By Cavan Merski, data analyst, Pecan Street
Pecan Street continues to expand our energy research network of connected homes into California, New York, Detroit and Puerto Rico. A wider variety of homes in a wider variety of locations will help us and research partners dive more deeply into the challenges and opportunities of integrating more renewable energy and efficient technologies into existing and new buildings.
With a couple of dozen homes online in upstate New York, we conducted an analysis to demonstrate what we can learn from comparing the cooling needs of homes there to our large sample of homes in Austin.
Beyond accents and cuisine, there are a lot of differences between New York and Texas. Texas has famously hot summers. But most of the homes in our sample here are built to high efficiency standards, and many of them have rooftop solar. That means we can see how heat and efficiency and on-site clean energy interact and impact energy use and cost.
Because upstate New York has cooler summers, fewer homes there have full-home central air. At the same time, they are very well insulated to stay warm during cold winters.
All this to say that we were interested to see how our homes in these two regions compared now and what will happen in the future as climate change brings warmer summers to most of the country.
We performed a series of regressions to explore differences in the cooling load between homes in Austin, TX homes and Ithaca, NY. Our cooling load data is unique because we individually measure home circuits that power air handlers, condenser units and window air conditioners at one-second intervals, and we can combine that with home size, age and thermostat setpoint data for our sample of homes. After normalizing the sample HVAC loads for temperature, we found that cooling load is more strongly related to home size than it is to home age and thermostat setpoint. However, there were still unexplained differences in our data that we will need to dig deeper to understand.
Our analysis uncovered a few areas where policymakers and researchers should focus their efforts:
- Two-way heat pumps have great potential to meet growing cooling demand without a disproportionate increase in energy demand.

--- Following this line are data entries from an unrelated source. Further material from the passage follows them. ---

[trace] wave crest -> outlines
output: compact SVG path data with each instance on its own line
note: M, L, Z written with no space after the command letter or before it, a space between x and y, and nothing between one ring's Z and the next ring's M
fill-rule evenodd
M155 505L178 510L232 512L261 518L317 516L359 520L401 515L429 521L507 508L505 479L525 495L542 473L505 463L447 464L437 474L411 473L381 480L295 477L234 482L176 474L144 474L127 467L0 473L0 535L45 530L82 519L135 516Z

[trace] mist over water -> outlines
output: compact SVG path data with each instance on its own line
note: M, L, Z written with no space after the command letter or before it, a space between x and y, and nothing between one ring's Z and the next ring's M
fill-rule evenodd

- Efficiency, efficiency, efficiency. Advocates have said for years that the cheapest and cleanest kilowatt is the one you never have to use. From more efficient cooling systems to more insulation and tighter building envelopes, efficiency measures should be a major focus of federal, state and local energy policy.
- Existing and emerging technology has significant potential to ease the increase in cooling demand. Demand response and on-site solar+storage can shave meaningful demand from the grid.